Pas­sons les siècles, pas­sons les Arabes et les Nor­mands, et arri­vons au mou­ve­ment qui débu­ta il y a 500 ans, lan­çant les Euro­péens à la décou­verte du monde. De tous, il semble que ce furent les Por­tu­gais les meilleurs colo­ni­sa­teurs, en ce sens qu’ils fon­dèrent la nation bré­si­lienne, forte aujourd’hui de 25 mil­lions d’habitants, où vivent Rouges, Noirs et Blancs, sans haine de race, même sans heurts exces­sifs, popu­la­tion dont les métis forment presque le tiers. Les Russes, en Sibé­rie, ont su aus­si fra­ter­ni­ser avec les peu­plades qu’ils y trou­vèrent. Les Hol­lan­dais aux Indes eurent une cer­taine poli­tique de mariage avec les filles de chef, mais, par Mul­ta­tu­li, entre autres, nous savons qu’il n’y eut pas des mariages seule­ment. Les Espa­gnols out anéan­ti les civi­li­sa­tions mexi­caine et péru­vienne ; les socié­tés qu’ils for­mèrent ne semblent pas — sauf excep­tion — se déve­lop­per très heu­reu­se­ment, depuis qu’elles secouèrent le joug de la mère-patrie. Les Ita­liens n’émigrent que dans des ter­ri­toires déjà colo­ni­sés par d’autres.
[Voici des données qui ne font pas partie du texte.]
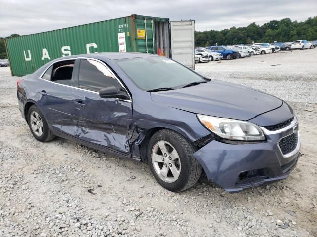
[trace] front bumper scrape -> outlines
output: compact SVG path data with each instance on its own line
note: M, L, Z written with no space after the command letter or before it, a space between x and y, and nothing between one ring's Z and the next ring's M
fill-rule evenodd
M284 158L277 145L281 136L271 135L267 141L253 144L231 144L213 140L193 156L209 180L235 193L287 177L300 153L299 150ZM300 143L299 134L298 137Z

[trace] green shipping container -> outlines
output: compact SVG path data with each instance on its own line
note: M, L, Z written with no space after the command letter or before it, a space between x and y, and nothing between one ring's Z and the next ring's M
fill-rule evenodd
M5 40L12 75L35 71L70 55L139 52L171 57L169 19L129 16L33 34Z

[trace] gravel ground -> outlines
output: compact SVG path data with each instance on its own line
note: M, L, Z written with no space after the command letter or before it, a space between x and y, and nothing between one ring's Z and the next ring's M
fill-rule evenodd
M173 193L145 164L62 138L38 142L17 107L18 78L0 68L0 236L317 236L317 53L196 65L284 99L300 121L303 155L290 176L233 194L204 177Z

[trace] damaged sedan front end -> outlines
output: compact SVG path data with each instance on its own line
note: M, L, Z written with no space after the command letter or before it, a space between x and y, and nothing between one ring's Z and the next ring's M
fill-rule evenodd
M164 57L64 57L17 86L36 139L58 136L146 162L174 192L192 187L203 171L230 192L279 180L299 157L298 122L285 102Z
Le rôle des Anglais nous four­nit les pires exemples et aus­si les meilleurs. Il y a l’Irlande, pour ain­si dire la plus ancienne colo­nie… bri­tan­nique ; voyez, 700 ans de cruau­tés et de mal­adresses abou­tis­sant, en 1920, à la faillite la plus par­faite que l’histoire ait enre­gis­trée. Il y a l’extermination des Peaux-Rouges, des Tas­ma­niens, de l’Australien ; le Mao­ri ne sur­vit qu’en par­tie. Il y a enfin les hor­reurs de la loi de Lynch, inven­tée var le Yan­kee, fils aîné de l’Anglo-Saxon. D’autre part, le gou­ver­ne­ment anglais est le pre­mier qui ait pris très net­te­ment posi­tion contre la traite des Nègres ; il a su cou­per court à une guerre de races, en remet­tant les rênes du pou­voir au Boer vain­cu ; enfin, le pre­mier entre ses pareils, il ose aban­don­ner une colo­nie, la plus récente, l’Égypte, à une race « infé­rieure ». (Dites, si vous vou­lez, il a la pru­dence de le faire avant que cela se gâte, dites qu’il garde des atouts, dites ce que vous vou­drez, le fait n’en est pas moins là.) En réa­li­té, on assiste, en Angle­terre, à une évo­lu­tion rapide de l’esprit public, qui oscille du com­mer­cia­lisme féroce au puri­ta­nisme rigide. Aux Indes, vis-à-vis de 300 mil­lions de sujets, le fonc­tion­naire anglais agit géné­ra­le­ment avec l’honnêteté per­son­nelle la plus scru­pu­leuse, il a le désir d’être juste et bon édu­ca­teur, mais il ne sait pas se dépar­tir de sa rai­deur. Sauf excep­tions de pre­mier ordre, notam­ment celle des théo­sophes, qui sont entrés dans le mou­ve­ment reli­gieux hin­dou, l’Anglo-Saxon sait se rendre anti­pa­thique aux races « inférieures ».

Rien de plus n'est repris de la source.